"When I'm there on the West Bank, I see what this American money actually does," said Blair, who says he has traveled to the region 71 times since leaving office. "And it provides support for security, on the Palestinian side, for institutions and for the economy, which is hugely important to ... trying to build the state from the bottom up."
Former President Bill Clinton echoed Blair's concern, saying while there's "a lot of frustration around this issue," he does not support calls for Congress to cut off Palestinian security funding.
"I think that everybody knows the U.S. Congress is the most pro-Israel parliamentary body in the world.
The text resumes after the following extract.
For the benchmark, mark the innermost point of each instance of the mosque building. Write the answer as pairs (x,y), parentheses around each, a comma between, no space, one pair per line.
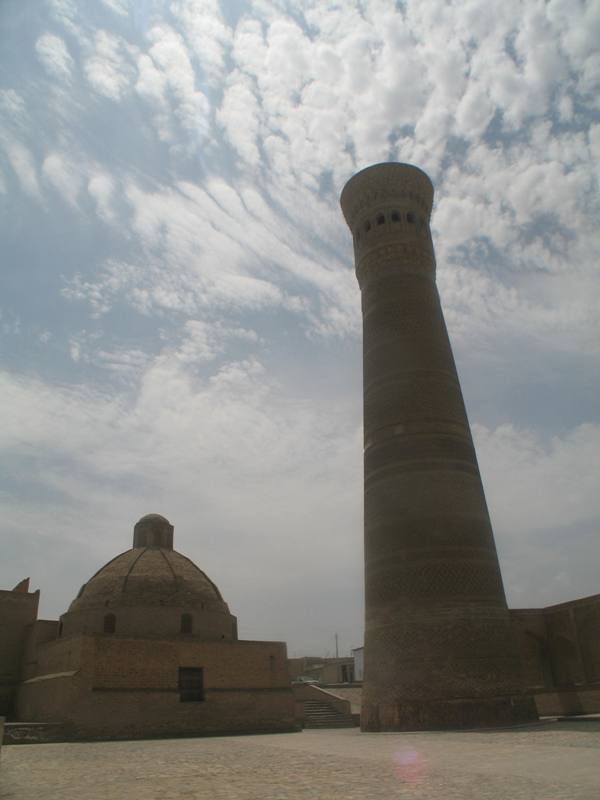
(147,648)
They don't have to demonstrate that," Clinton said. "I think as this unfolds, the worst thing we could do is to tie the administration's hands."
Clinton agreed with Blair that reviving a framework for peace negotiations was the only way to avert a showdown at the United Nations over statehood, which he called "an act of frustration on the part of the Palestinians."
"The American government has agreed with Israel that there's no way the U.N. can impose a peace plan, and therefore the peace plan has to be the subject of negotiations," Clinton said. "We're going to stick by Israel and its security, but we need to give them the ability to bring the Palestinians back into a negotiated position."
"It might be good politics for the Palestinians with their people and the Israelis with theirs to have this standoff, but the most important thing is to have good-faith negotiations," Clinton added.